France’s left-of-centre parties on Wednesday reached an alliance deal for June parliamentary polls, aiming for a strong enough showing to hinder President Emmanuel Macron’s controversial reform plans.
After talks dragged through the night past a Tuesday deadline, the Socialist Party (PS) fell in line alongside the Greens and the Communist Party (PCF) behind the hard-left France Unbowed movement (LFI), who emerged as the dominant force on the left in April’s presidential election.
“We want to elect MPs in a majority of constituencies to stop Emmanuel Macron from pursuing his unjust and brutal policies and beat the far-right,” the PS and LFI said in a joint statement.
The alliance must still be approved by the Socialists’ National Council on Thursday, with people close to the party leadership warning against viewing the vote as a foregone conclusion.
“No one on the left can win on their own,” PCF leader Fabien Roussel told France Inter radio, saying the new alliance needed to harness “the immense hope among the French public, among workers, among young people who are asking us to unite”.
A strong showing for LFI leader Jean-Luc Melenchon saw him miss out on the April presidential runoff vote by a whisker, while the other left candidates were all but wiped out.
After Macron’s win, Melenchon immediately called on voters to “elect him prime minister” and hand the left a National Assembly majority to block the centrist’s reforms, including an unpopular plan to push the retirement age back from 62 to 65.

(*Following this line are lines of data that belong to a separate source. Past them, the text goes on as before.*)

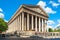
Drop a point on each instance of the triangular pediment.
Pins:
(36, 9)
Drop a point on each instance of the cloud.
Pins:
(1, 10)
(47, 9)
(5, 20)
(42, 4)
(50, 22)
(1, 15)
(58, 0)
(54, 4)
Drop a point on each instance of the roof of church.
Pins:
(35, 8)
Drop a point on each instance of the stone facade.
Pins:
(28, 18)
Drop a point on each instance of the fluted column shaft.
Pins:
(35, 23)
(39, 25)
(27, 21)
(22, 21)
(42, 24)
(32, 22)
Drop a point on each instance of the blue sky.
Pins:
(51, 7)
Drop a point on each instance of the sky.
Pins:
(51, 7)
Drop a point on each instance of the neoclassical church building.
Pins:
(28, 19)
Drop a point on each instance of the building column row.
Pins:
(21, 24)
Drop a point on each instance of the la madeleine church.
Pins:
(27, 20)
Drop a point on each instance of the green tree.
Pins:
(3, 25)
(50, 30)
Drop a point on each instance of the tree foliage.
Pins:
(3, 25)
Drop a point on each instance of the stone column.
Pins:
(27, 21)
(39, 25)
(18, 23)
(32, 22)
(42, 24)
(22, 21)
(45, 25)
(35, 23)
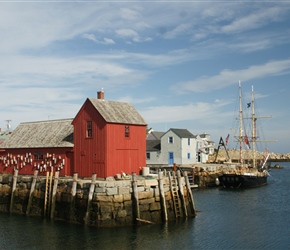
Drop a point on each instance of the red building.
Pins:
(109, 138)
(105, 138)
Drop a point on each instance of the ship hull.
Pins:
(242, 181)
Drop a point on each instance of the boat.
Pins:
(246, 174)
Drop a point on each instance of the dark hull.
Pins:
(242, 181)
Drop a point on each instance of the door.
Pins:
(170, 158)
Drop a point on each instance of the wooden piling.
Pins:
(162, 197)
(191, 200)
(53, 196)
(181, 191)
(136, 210)
(30, 199)
(13, 190)
(46, 194)
(90, 197)
(73, 194)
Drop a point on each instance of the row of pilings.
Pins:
(130, 200)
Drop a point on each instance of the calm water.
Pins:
(251, 219)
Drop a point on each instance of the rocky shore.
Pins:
(247, 155)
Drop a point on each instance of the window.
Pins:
(38, 156)
(148, 156)
(127, 131)
(89, 129)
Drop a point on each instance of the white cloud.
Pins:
(177, 113)
(228, 77)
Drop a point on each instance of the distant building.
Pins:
(177, 146)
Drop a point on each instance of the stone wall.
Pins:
(93, 202)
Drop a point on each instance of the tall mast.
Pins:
(254, 137)
(241, 123)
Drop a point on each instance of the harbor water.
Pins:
(256, 218)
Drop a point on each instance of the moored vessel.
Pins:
(252, 174)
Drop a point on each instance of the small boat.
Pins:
(244, 175)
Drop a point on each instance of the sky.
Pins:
(177, 62)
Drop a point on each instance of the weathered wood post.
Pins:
(193, 175)
(30, 199)
(181, 191)
(13, 189)
(191, 200)
(53, 197)
(174, 167)
(162, 197)
(73, 194)
(90, 197)
(46, 193)
(135, 203)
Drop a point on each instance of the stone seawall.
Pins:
(98, 202)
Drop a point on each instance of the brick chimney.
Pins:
(101, 94)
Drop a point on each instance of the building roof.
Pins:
(4, 135)
(117, 112)
(155, 135)
(182, 133)
(153, 145)
(42, 134)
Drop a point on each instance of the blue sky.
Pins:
(177, 62)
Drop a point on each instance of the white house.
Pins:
(177, 146)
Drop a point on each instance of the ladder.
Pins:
(175, 195)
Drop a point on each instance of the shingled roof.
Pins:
(153, 145)
(182, 133)
(117, 112)
(42, 134)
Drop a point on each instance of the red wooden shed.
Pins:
(109, 138)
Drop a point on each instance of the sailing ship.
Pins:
(251, 174)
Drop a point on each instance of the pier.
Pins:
(99, 202)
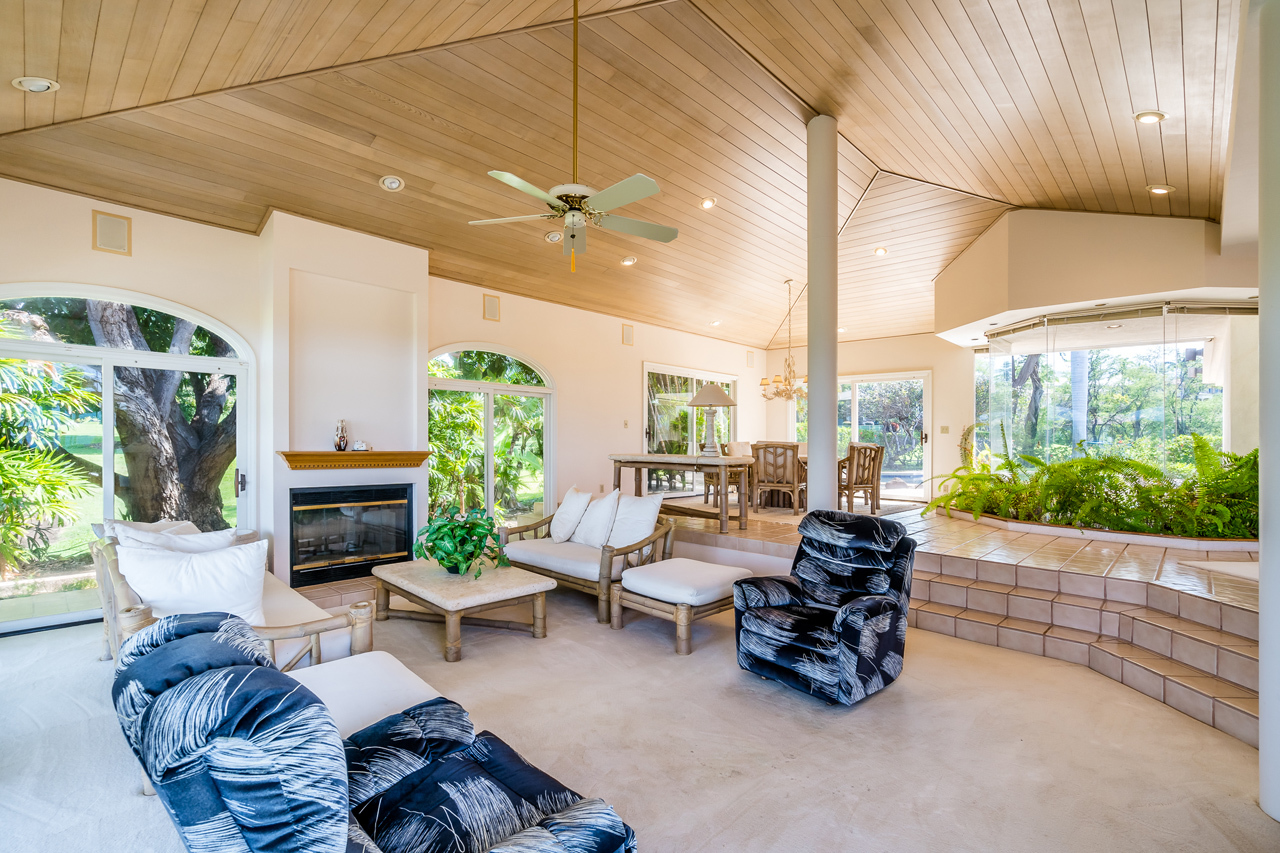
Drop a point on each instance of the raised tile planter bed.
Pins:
(1069, 532)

Like the presidential election, the legislative polls in France’s 577 constituencies work in a two-round system — meaning alliances off the bat offer the best chance of making it to the run-off.
A forced “cohabitation” between Macron and Melenchon would be the first in two decades, but observers say that such a scenario remains unlikely.
-‘Historic’ negotiations-
Since beginning last week, major policy differences have kept negotiations tense among the left-wing parties, with LFI’s proposal to unilaterally “disobey” the provisions of some European Union treaties a particular sticking point.
But the new allies have agreed on Melenchon’s core policy proposals, including raising the minimum wage, reducing the retirement age to 60 and rolling back labour market reforms introduced under former Socialist president Francois Hollande.
The negotiation was “historic”, LFI European MP Manon Aubry told Europe 1 radio, offering each party autonomy within “a common policy framework”.
PS heavyweights like Hollande, in power just five years ago before the Socialists’ precipitous fall from grace, have made clear their opposition to the deal.
He has warned the left-wing tie-up could amount to the “disappearance” of the Socialists.
But Aubry said Wednesday that it was exactly their “important steps concerning Hollande’s legacy” that had allowed the Socialists to align with the rest of the left.
Behind the euphoria at overcoming the traditionally fragmented French left’s differences, the junior partners are eyeing how constituencies will be parcelled out between the parties, with each aiming to run on the united ticket in a maximum of “winnable” seats.
The final deal looks set to distribute around 100 constituencies to the Greens, 70 for the Socialist Party and 50 for the Communist Party.
With some Socialists refusing to stand down, former minister under Hollande Stephane Le Foll said he was ready to lead them in a separate campaign.
At least one Communist candidate, in a suburb of eastern city Lyon, has also said she will not make way for an alliance-backed replacement.